Previously, for work reasons, I wrote a General website data collection tool to collect different website content by configuring XML.
During this period of time, I feel it is necessary to reconstruct it and study it by the way.
Character Processing rule Reconstruction
Character Processing is a core content in the collection. If we extract a string of HTML strings into the fields we need. Let's take a look at the previous processing method:
View Code
String temp2; temp2 = GetStr (str, MyConfig. url, lev); // character truncation rule temp2 = ReplaceStr (temp2, MyConfig. urlGL, lev); // character Filtering Rule temp2 = SetCodeing (temp2, MyConfig. urlBM, lev); // Character URL encoding rule temp2 = Myreplace (temp2, MyConfig. urlGvContent, lev); // character replacement rule
Fault analysis:
1. The client calls too many times. If there are four rules, four rules need to be called.
2. scaling is not flexible.
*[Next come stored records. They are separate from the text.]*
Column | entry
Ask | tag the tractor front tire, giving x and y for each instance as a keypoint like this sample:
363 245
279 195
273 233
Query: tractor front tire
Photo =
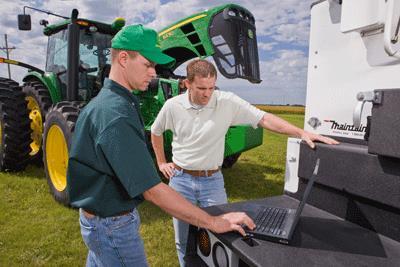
57 137
39 102
14 127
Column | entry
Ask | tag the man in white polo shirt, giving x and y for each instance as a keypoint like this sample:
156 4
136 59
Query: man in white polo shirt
199 120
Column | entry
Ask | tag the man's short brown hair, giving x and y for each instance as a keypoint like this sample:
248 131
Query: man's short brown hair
200 68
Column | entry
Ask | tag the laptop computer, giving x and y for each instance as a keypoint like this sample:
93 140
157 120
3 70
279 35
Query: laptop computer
278 224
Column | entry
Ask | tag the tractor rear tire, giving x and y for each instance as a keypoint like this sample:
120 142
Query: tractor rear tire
57 137
39 102
14 127
229 161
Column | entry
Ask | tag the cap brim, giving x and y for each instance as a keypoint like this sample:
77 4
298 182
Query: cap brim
158 57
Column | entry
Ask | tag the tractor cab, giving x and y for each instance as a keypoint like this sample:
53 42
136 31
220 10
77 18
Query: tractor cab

If a new collection requirement is encountered and the existing rule does not meet the requirement, a new rule needs to be added, the rule does not comply with the "open and closed principle"
Let's start restructuring:
1. extract common rule Interfaces
Text processing Rule interface
/// <Summary> /// Text Processing Rule interface /// </summary> public interface ItextRule {/// <summary> /// Character Processing /// </ summary> /// <param name = "sourceStr"> string to be processed </param> /// <param name = "key"> Configure keywords </param> /// <param name = "lev"> current level </param> /// <returns> </returns> string TextPro (string sourceStr, string key, int column );}
2. Create an abstract class of the Rule class and write some common methods.
Character Processing rule base class
/// <Summary> /// basic class of character processing rules /// </summary> public abstract class TextRuleBase {private string myKey = string. empty; public TextRuleBase (string _ key) {myKey = _ key ;} /// <summary> /// obtain the value of the configuration file /// </summary> /// <param name = "key"> </param> // <param name = "lev"> </param> // <returns> </returns> protected string [] GetValue (string key, int lev) {string str = string. empty; string temp = string. empty; string tempKey = key + myKey + lev; bool Istrue = true; while (Istrue) // indicates the cyclic read configuration, which is null. {temp = SiteConfig. configByKey (tempKey); if (temp = "") {Istrue = false;} else {str + = temp + "|"; tempKey + = lev;}} return str. split (new char [] {'|'}, StringSplitOptions. removeEmptyEntries );} /// <summary> /// enforce subclass implementation for specific rule processing /// </summary> /// <param name = "sourceStr"> </param> /// <param name = "Content"> </param> // <returns> </returns> protected abstract string TextPro (string sourceStr, string [] Contents );}
3. Create a character rule class, create a four-character rule class according to the above logic, inherit the interface and abstract class
Character truncation rules
/// <Summary> // basic character truncation rule // </summary> public class TextIntercept: TextRuleBase, ItextRule {public TextIntercept (): base ("") {}# region ItextRule Public Member /// <summary> /// specific implementation of the character truncation rule (multiple times) /// </summary> /// <param name = "sourceStr"> </param> /// <param name = "key"> </param> /// <param name = "lev"> </param> // <returns> </returns> public string TextPro (string sourceStr, string key, int lev) {return Te XtPro (sourceStr, GetValue (key, lev)) ;}# endregion # enforce private methods inside region /// <summary> // specific implementation of character truncation rules (multiple times) /// </summary> /// <param name = "sourceStr"> </param> /// <param name = "Content"> </param> /// <returns> </returns> protected override string TextPro (string sourceStr, string [] Contents) {string relText = sourceStr; foreach (string value in Contents) {if (value! = "") {RelText = Function. getStr (relText, value, MyConfig. key) ;}} Console. writeLine ("character truncation rule Result:" + relText); Console. writeLine (""); return relText;} # endregion}
Only one example is created here. For details, see CODE.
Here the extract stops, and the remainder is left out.